Have you ever read an article that makes claims like, “Plato often talks about W” or “Kant typically associates X and Y” or “In his early work, Nietzsche seldom engages with Z”? I have. When I read these claims, I want to ask simple-minded questions like, “How often?” and, “What do you mean, ‘typically’?” and, “How seldom is seldom?” If these sorts of claims have any evidential value, it should be possible to verify or falsify them. Or — to turn the conditional around — if it’s not possible to verify or falsify them, then these sorts of claims have no evidential value.
As preparation for my in-progress book on Nietzsche’s moral psychology, I’m developing a methodology for quantifying, mapping, and analyzing the concepts used in philosophical corpora. My hope is that this methodology will make it possible to answer the simple-minded questions mentioned above, and that answering these questions systematically will lead to new insights. Furthermore, if my approach is on the right track, it should be fairly easy to retool it for the study of corpora by other philosophers, as well as corpus comparisons between (groups of) philosophers.
The three questions I started with ask about prevalence, association, and change. If we cut up a philosopher’s corpus into chunks and label each chunk based on its semantic content (i.e., whether it contains an expression for concept W, X, Y, and/or Z) as well as bibliographic information (i.e., which book it’s from and when it was published), it becomes possible to answer these questions. A concept is prevalent to the extent that it shows up in a large proportion of passages. It’s associated with another concept to the extent that it’s more likely than chance to be present in a passage when the second concept is present. A concept becomes more prevalent over a philosopher’s career to the extent that it shows up in higher proportions of passages over time.
How big or small a passage should be depends on the philosopher in question. It’s natural to make the chunks sentence-sized, since sentences express whole thoughts. It’s also natural to make the chunks paragraph-sized, since paragraphs express more complex thoughts and arguments. In the case of Nietzsche, a handy size is the numbered/titled section. At least after the Untimely Meditations (1873-76), his sections tend to be roughly the same length (half a page to a couple of pages), and they’re the standard unit of reference in the literature. For Plato and Aristotle, Stephanus pagination and Bekker furnish natural units of analysis. It’s a bit arbitrary, but the basic idea is clear.

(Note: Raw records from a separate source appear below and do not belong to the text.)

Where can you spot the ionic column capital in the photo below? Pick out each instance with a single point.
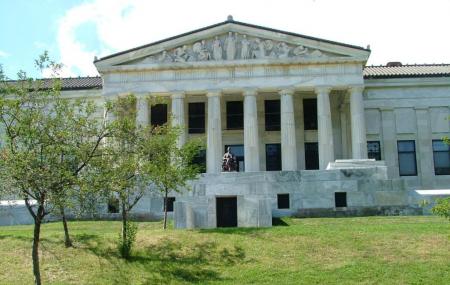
(322, 90)
(250, 92)
(287, 91)
(356, 88)
(178, 95)
(213, 93)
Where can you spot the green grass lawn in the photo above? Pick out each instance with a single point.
(374, 250)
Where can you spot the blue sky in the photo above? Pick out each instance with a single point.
(74, 31)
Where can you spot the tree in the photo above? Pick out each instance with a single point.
(173, 167)
(48, 142)
(120, 164)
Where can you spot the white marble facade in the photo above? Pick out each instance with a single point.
(233, 61)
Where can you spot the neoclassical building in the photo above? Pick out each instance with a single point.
(315, 131)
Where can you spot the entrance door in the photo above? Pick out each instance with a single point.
(238, 151)
(226, 212)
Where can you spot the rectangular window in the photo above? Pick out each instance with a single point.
(196, 119)
(340, 199)
(272, 115)
(283, 201)
(200, 160)
(441, 156)
(374, 150)
(170, 201)
(235, 115)
(113, 206)
(158, 114)
(310, 114)
(407, 158)
(311, 156)
(273, 157)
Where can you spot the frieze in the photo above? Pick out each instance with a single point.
(233, 46)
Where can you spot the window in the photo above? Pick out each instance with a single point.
(374, 150)
(272, 115)
(441, 155)
(407, 158)
(273, 157)
(158, 114)
(196, 118)
(283, 201)
(238, 151)
(311, 156)
(235, 115)
(310, 114)
(113, 206)
(169, 204)
(340, 199)
(200, 160)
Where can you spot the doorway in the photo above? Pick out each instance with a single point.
(226, 212)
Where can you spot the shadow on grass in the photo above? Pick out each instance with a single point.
(166, 261)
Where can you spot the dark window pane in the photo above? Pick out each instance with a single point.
(235, 115)
(310, 114)
(407, 158)
(374, 150)
(113, 206)
(170, 201)
(273, 157)
(340, 199)
(441, 155)
(200, 160)
(311, 156)
(272, 115)
(196, 120)
(158, 114)
(283, 201)
(238, 151)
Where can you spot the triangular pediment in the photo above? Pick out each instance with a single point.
(234, 41)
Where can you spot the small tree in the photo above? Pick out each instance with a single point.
(172, 167)
(48, 142)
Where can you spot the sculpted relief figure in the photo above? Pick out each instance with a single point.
(245, 47)
(217, 49)
(230, 46)
(260, 51)
(300, 50)
(201, 50)
(283, 50)
(181, 54)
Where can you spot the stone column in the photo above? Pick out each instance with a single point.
(389, 146)
(425, 148)
(178, 116)
(142, 112)
(214, 149)
(251, 134)
(288, 139)
(325, 128)
(359, 140)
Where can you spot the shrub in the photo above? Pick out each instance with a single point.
(125, 246)
(442, 208)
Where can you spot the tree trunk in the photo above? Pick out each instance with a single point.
(35, 248)
(124, 223)
(67, 240)
(165, 208)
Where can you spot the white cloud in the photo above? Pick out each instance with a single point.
(404, 30)
(4, 54)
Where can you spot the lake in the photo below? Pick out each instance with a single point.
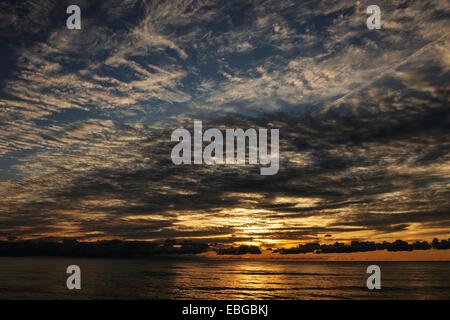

In labeling sections, it helps enormously to have a searchable digital version of the text. Otherwise, one simply has to read everything by the philosopher under study from cover to cover, keeping a weather eye out for every concept of interest. That’s difficult, stressful, and time-consuming. Fortunately, for many prominent philosophers, searchable digitizations exist. In the case of Nietzsche, I was able to consult the Nietzsche Source (http://www.nietzschesource.org/), which I used to find every passage in which each of the concepts in Table 1 occurs.
Table 1: core constructs and operationalizations for querying the Nietzsche Source
Of course, Nietzsche wrote in German, so I couldn’t just search for the concepts directly. Instead, I had to operationalize each concept with a (disjunction of) word stem(s). Appending an asterisk to a search query returns every passage in which at least one word that begins with the word stem occurs. This is likely to return a few extraneous passages (false positives) and miss a few passages (false negatives), but it’s still highly reliable and reproducible.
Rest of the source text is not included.